Karşısında kim varsa onun geçmişini izleyebiliyordu.
Krallığın o tebaanın hayatını mahvettiğini anlayabilirdi.
“Eğer kalifiye iseler, bu kişi tam olarak ne kadar acı çektiklerini ve bu kişiye ne kadar acı çektirebileceklerini yargılayacaktır. Kolları kesilenler için kollar. Gözleri oyulanlar için gözler. Bir anda yapılacak çok fazla işi olanlar için, yeterli olana kadar bir sonraki yıla devredilecektir. Yıl be yıl.”
vikont Ja Soo-jung'un (Altın Ejderhanın Gözleri) var.
Başkalarının duygularının yoğunluğunu ve boyutunu anlayabiliyordu.

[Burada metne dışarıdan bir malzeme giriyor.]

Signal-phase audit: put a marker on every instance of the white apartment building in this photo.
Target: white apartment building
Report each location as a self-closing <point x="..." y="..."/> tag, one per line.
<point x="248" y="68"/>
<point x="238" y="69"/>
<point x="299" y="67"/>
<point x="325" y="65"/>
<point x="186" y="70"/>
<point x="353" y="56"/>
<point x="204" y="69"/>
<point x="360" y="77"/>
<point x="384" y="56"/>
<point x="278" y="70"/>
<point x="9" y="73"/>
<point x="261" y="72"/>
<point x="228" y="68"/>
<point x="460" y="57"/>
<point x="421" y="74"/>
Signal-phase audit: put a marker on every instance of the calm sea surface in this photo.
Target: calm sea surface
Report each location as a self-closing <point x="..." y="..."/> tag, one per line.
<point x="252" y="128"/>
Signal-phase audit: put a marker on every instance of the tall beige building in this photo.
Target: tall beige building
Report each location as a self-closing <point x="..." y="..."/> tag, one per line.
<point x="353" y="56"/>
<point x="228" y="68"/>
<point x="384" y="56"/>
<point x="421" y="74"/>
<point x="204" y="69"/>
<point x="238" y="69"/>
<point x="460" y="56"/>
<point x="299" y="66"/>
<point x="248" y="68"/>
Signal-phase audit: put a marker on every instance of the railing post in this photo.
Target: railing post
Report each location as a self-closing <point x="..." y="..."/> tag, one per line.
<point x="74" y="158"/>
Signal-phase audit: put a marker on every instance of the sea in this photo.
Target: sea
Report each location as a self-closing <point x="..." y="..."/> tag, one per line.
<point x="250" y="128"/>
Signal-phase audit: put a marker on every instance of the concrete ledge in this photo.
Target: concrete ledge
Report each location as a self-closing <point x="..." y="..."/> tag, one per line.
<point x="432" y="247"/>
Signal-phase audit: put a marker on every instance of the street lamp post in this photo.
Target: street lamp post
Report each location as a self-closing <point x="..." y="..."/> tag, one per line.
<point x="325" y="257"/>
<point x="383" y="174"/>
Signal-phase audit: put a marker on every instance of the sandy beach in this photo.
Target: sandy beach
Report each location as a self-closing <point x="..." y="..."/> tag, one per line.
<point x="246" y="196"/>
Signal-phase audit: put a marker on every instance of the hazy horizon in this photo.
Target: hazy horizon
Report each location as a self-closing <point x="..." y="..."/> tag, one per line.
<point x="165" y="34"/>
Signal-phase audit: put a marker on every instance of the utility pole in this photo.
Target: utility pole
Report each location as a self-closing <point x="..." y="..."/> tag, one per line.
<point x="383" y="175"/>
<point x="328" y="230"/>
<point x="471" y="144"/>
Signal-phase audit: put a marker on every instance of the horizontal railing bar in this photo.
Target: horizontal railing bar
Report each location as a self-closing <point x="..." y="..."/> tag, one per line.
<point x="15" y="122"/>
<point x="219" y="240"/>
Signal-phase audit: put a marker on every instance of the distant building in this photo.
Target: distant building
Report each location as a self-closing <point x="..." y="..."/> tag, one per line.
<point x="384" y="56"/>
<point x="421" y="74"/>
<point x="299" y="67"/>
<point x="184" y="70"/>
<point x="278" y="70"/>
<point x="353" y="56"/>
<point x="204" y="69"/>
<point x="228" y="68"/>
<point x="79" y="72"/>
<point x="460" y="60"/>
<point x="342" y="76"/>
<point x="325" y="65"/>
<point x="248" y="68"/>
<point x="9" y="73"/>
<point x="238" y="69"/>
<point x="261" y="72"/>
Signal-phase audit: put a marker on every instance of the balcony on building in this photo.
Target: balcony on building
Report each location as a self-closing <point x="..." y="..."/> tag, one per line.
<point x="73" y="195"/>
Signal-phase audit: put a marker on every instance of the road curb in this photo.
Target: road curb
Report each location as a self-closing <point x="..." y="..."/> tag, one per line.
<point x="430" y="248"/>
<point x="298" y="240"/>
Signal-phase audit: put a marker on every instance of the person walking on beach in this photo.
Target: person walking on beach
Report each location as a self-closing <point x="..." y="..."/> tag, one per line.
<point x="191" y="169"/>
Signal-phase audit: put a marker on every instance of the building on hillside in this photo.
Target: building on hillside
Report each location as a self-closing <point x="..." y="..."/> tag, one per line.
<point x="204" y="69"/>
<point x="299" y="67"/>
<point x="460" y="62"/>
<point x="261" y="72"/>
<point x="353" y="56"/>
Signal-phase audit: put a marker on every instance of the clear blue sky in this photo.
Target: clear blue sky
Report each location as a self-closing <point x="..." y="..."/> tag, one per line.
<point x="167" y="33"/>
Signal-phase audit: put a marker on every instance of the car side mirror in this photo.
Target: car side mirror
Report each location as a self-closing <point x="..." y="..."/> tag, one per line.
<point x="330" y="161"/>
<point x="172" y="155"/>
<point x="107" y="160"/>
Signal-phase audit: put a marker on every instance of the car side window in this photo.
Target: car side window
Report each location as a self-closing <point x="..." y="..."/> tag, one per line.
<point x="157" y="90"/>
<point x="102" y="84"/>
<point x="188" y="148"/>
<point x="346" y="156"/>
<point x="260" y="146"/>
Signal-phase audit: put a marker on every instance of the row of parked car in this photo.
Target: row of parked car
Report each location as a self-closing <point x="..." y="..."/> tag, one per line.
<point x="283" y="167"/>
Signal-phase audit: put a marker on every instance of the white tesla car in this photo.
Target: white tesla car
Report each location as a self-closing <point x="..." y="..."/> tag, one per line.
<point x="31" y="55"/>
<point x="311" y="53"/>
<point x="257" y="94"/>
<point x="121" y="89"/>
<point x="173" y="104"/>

Krallığın tebaasının ne kadar acı çektiğini görebilecekti.
“Altın Kural uygulanırken, bunun bedeni zarar görecek ve ben muhtemelen düzgün yürüyemeyeceğim, bu yüzden bunun beni destekleyecek birine ihtiyacı olacak. Konuya en çok acı çektiren kişi, buna destek olacak kişi olacak.”

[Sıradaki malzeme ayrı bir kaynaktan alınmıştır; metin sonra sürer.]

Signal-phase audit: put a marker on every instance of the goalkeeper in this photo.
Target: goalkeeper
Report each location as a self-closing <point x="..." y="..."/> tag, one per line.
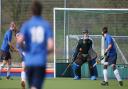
<point x="110" y="58"/>
<point x="81" y="56"/>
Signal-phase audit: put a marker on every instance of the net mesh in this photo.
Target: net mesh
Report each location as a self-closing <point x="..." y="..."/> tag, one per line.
<point x="73" y="22"/>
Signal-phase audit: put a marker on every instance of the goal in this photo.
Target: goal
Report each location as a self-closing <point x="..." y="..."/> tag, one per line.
<point x="70" y="22"/>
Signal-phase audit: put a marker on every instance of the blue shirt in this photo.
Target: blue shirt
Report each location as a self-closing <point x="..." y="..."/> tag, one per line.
<point x="7" y="38"/>
<point x="36" y="32"/>
<point x="108" y="41"/>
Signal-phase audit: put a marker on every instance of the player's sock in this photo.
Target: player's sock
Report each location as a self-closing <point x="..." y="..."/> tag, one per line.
<point x="8" y="71"/>
<point x="117" y="75"/>
<point x="1" y="66"/>
<point x="23" y="77"/>
<point x="105" y="73"/>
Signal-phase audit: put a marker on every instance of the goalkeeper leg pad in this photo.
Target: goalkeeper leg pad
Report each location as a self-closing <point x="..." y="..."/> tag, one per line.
<point x="76" y="71"/>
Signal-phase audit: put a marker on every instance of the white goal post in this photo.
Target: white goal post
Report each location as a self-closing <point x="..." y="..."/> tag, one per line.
<point x="66" y="37"/>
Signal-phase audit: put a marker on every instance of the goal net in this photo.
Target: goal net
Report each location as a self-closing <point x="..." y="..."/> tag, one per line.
<point x="70" y="22"/>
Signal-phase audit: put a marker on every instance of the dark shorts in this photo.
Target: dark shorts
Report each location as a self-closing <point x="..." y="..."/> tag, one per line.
<point x="81" y="59"/>
<point x="111" y="59"/>
<point x="4" y="55"/>
<point x="35" y="76"/>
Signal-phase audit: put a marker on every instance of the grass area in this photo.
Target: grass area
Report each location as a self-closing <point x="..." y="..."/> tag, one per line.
<point x="65" y="83"/>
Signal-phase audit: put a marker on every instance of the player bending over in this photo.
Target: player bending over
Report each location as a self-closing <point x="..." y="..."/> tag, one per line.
<point x="81" y="56"/>
<point x="6" y="46"/>
<point x="110" y="58"/>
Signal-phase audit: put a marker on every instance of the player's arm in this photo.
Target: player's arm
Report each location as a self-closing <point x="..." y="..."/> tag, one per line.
<point x="20" y="40"/>
<point x="109" y="46"/>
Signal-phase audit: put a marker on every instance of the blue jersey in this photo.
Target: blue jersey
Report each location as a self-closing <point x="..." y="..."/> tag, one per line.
<point x="7" y="38"/>
<point x="36" y="32"/>
<point x="20" y="50"/>
<point x="108" y="41"/>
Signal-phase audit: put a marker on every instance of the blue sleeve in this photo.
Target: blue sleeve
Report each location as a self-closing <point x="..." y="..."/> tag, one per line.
<point x="49" y="33"/>
<point x="109" y="40"/>
<point x="9" y="36"/>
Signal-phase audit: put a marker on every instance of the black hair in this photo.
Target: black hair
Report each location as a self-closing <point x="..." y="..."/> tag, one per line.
<point x="36" y="8"/>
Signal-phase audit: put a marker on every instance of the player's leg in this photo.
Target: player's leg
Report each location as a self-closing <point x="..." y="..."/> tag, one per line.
<point x="29" y="75"/>
<point x="92" y="70"/>
<point x="9" y="61"/>
<point x="38" y="77"/>
<point x="115" y="70"/>
<point x="8" y="68"/>
<point x="76" y="71"/>
<point x="2" y="65"/>
<point x="2" y="58"/>
<point x="105" y="73"/>
<point x="77" y="66"/>
<point x="23" y="76"/>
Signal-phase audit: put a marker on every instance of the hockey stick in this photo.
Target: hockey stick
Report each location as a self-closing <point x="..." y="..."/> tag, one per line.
<point x="63" y="73"/>
<point x="98" y="61"/>
<point x="66" y="68"/>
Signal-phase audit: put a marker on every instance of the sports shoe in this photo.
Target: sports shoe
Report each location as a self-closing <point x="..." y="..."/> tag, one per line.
<point x="8" y="77"/>
<point x="23" y="84"/>
<point x="0" y="78"/>
<point x="76" y="78"/>
<point x="121" y="83"/>
<point x="93" y="77"/>
<point x="104" y="83"/>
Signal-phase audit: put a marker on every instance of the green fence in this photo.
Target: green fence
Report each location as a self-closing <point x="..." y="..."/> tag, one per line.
<point x="60" y="67"/>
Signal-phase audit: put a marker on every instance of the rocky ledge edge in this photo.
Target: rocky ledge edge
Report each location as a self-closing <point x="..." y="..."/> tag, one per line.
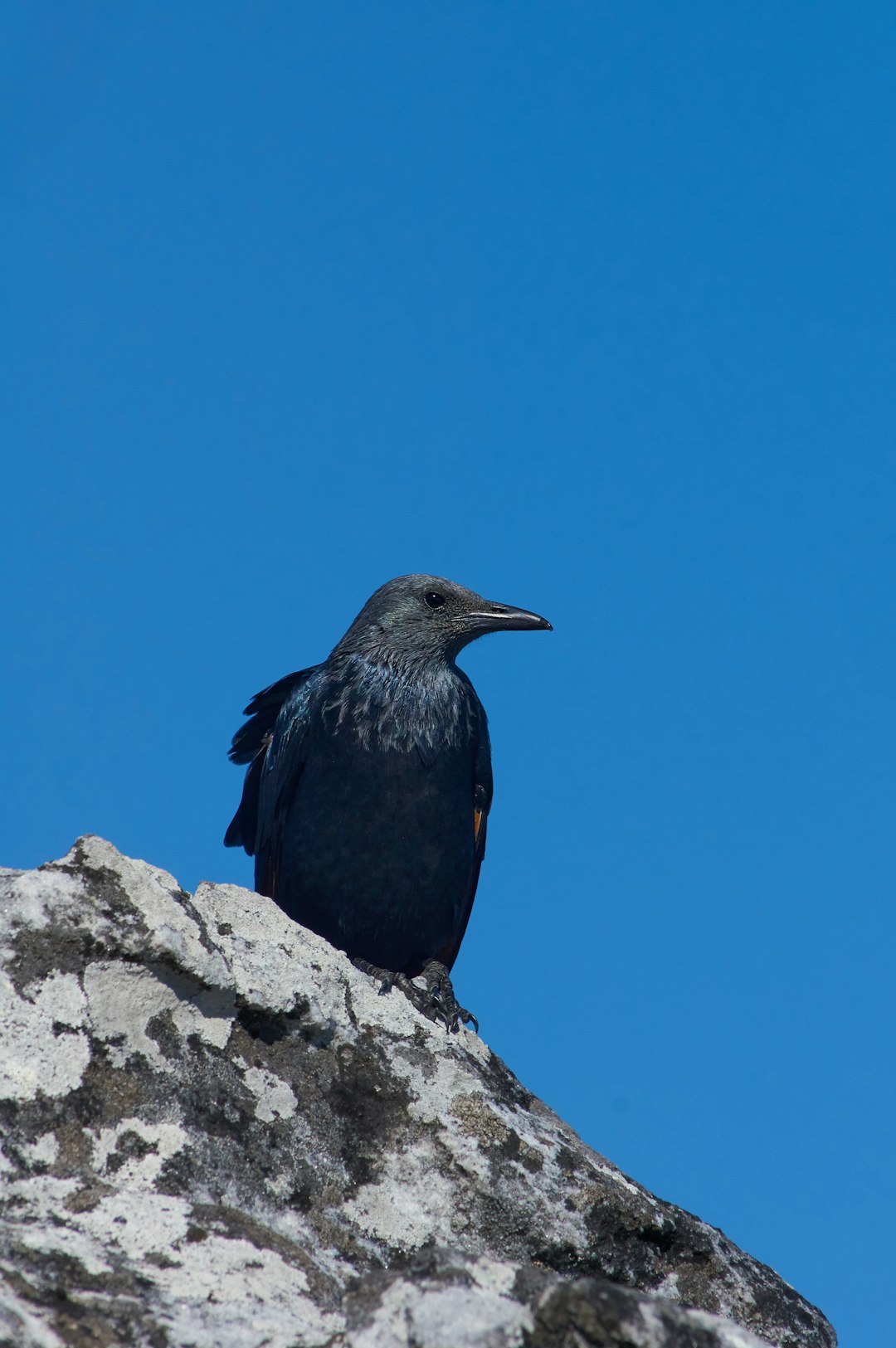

vikont Ja Soo-jung tanıştığı her nüfuzlu kişiden kendisini sevmesini istiyordu.
Onlardan başka bir şey istemedi.
Artık sevdikleri kişinin kanını en yakın mesafeden koklamak zorunda kalacaklardı.
0
“Bu, yukarıda belirtilen yasa tasarısını gündem maddesine koyuyor ve Ayna Grubunun Lideri ve Ametist viscount Ailesinin Başkanı olarak, Birinci Kral tarafından tüm soylulara verilen yukarıda belirtilen yasa tasarısı hakkında oylama yapma hakkını kullanıyorum. Kabul edilirse, yasa tasarısı bu geceden itibaren yürürlüğe girecek.”
Toplantı salonu sessizdi.
Akan suyun sesi yankılanıyordu.
12. Ay olduğu için dışarıda muhtemelen kar yağıyordu.

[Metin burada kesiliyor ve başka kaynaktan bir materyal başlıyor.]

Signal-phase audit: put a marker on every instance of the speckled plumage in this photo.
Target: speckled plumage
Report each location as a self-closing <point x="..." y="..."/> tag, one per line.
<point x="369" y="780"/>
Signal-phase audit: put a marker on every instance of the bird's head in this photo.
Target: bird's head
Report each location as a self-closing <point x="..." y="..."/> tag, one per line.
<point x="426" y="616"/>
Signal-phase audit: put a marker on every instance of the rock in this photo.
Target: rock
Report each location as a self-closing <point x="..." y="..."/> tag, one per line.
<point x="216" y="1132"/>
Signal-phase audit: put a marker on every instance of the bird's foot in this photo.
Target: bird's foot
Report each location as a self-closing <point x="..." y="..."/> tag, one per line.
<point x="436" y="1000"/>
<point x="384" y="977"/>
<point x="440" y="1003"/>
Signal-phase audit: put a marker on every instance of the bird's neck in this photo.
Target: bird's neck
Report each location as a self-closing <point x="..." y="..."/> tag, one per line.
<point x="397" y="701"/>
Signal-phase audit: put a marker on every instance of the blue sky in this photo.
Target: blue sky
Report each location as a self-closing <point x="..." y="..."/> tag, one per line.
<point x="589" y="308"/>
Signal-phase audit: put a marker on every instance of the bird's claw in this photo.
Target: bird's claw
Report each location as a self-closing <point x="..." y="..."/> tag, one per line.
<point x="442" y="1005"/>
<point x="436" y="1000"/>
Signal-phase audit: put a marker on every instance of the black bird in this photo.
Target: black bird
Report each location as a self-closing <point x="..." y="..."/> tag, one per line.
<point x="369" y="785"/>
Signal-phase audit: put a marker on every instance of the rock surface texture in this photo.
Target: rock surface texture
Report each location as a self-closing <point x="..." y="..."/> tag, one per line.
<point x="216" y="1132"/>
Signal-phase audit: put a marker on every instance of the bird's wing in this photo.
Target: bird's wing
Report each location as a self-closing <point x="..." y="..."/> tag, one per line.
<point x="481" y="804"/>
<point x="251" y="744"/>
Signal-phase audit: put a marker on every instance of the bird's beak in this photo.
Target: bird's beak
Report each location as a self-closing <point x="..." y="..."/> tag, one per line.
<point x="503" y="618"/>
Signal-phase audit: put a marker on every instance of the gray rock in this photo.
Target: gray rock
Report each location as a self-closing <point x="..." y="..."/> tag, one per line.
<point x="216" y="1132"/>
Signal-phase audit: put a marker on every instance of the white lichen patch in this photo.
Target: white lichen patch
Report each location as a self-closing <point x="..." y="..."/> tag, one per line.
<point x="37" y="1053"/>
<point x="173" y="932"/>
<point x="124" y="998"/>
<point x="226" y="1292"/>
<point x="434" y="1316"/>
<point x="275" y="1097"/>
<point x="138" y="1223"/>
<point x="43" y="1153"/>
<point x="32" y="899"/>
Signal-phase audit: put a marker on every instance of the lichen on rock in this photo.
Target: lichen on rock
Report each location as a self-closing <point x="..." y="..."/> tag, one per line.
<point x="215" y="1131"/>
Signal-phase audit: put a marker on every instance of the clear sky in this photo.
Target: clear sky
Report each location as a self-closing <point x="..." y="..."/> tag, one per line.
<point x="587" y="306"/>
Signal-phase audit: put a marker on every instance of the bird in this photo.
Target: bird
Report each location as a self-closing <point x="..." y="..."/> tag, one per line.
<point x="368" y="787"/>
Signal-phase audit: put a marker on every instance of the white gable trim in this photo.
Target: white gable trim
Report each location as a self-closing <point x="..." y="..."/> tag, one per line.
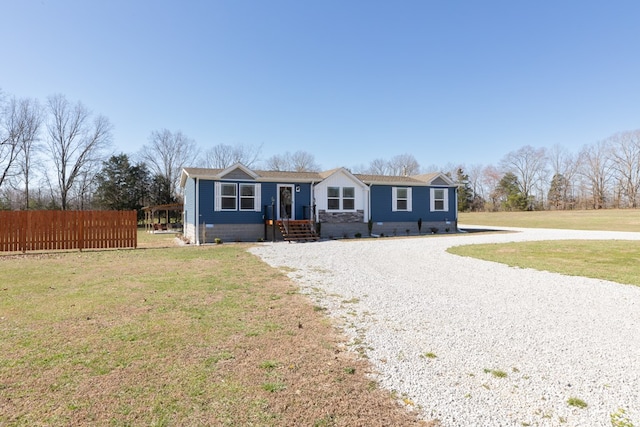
<point x="240" y="166"/>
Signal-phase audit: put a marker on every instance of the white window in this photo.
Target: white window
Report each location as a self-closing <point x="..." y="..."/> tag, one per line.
<point x="233" y="197"/>
<point x="341" y="198"/>
<point x="348" y="198"/>
<point x="439" y="199"/>
<point x="333" y="198"/>
<point x="401" y="199"/>
<point x="247" y="197"/>
<point x="228" y="194"/>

“Konseyin değerli meslektaşları.”
Ülkeyi Sarsan Dük.
Yedinci Dük olmaya hazırlanan soylu, parlak bir şekilde gülümsedi.
“Artık günahkârı cezalandırma zamanıdır.”
(ÇN: Bu noktada, kimse bana Ja Soo-jung'un tamamen büyük harfle yazılan bir 'M' kelimesi olmadığını söyleyemez. Ayrıca… Onun davranışlarının arkasındaki nedeni anlayamıyorum.